Cette fois, je ne pousse pas la porte du bureau de Nate. J'attends patiemment devant, les yeux fixés sur la petite plaque dorée au nom de N. Horrington. Mes cahiers de note serrés sur ma poitrine, je tourne la petite poignée uniquement après avoir attendu sa voix grave m'inviter à entrer.

Je reste debout près de la machine à café, perplexe. Je l'aperçois devant son bureau, les coudes appuyés sur les rebords. Ses lunettes sont perchées sur le bout de son nez, ses cheveux ébouriffés retombent devant ses yeux et, de sa main droite, il griffonne quelque chose sur une feuille.

Ça m'étonne de ne pas y croiser Rachel; elle doit bientôt recevoir son abonnement à Nate, d'après moi.

— Tu voulais me voir ? Dis-je, pour attirer son attention.

Il sait pourtant que je suis là.

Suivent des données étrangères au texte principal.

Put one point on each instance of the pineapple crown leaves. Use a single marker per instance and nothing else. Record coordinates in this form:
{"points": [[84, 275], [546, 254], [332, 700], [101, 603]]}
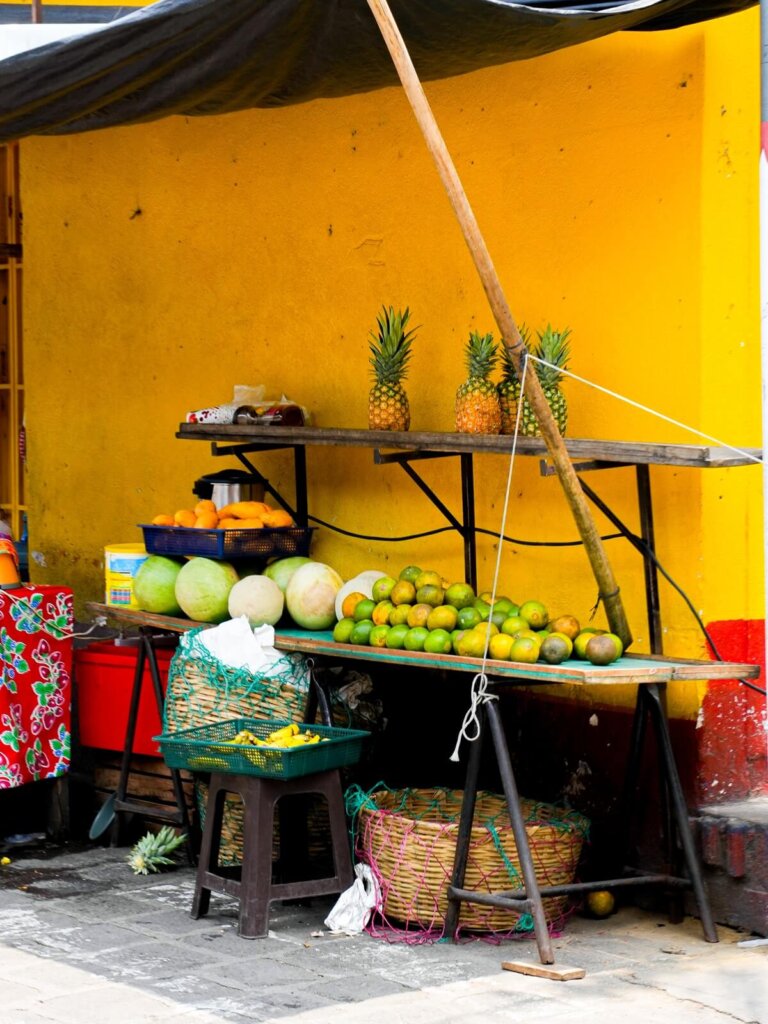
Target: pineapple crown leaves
{"points": [[152, 851], [390, 348], [554, 348], [508, 367], [480, 354]]}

Il m'a dit d'entrer. Sauf qu'il m'ignore, tout simplement.

D'un mouvement brusque, il retire les lunettes de son nez et le jette sur son bureau sans délicatesse. Il pince l'arête de son nez entre son pouce et son index, avant de se frotter les yeux.

— Ouais, lance-t-il, las. Viens t'assoir.

Sourcils froncés, ma première réaction est de vouloir protester, mais je ne suis ni d'humeur à déclencher une confrontation, ni enthousiaste à l'idée de me diriger sur un terrain glissant.

Je m'assieds dans le même vieux fauteuil que toutes les autres fois précédentes. Nate, visiblement exténué, tourne sa chaise pour me faire face. Il prend une pile de trois livres, dans le coin de son bureau, et les dépose devant moi dans un bruit sourd. J'observe mon collègue.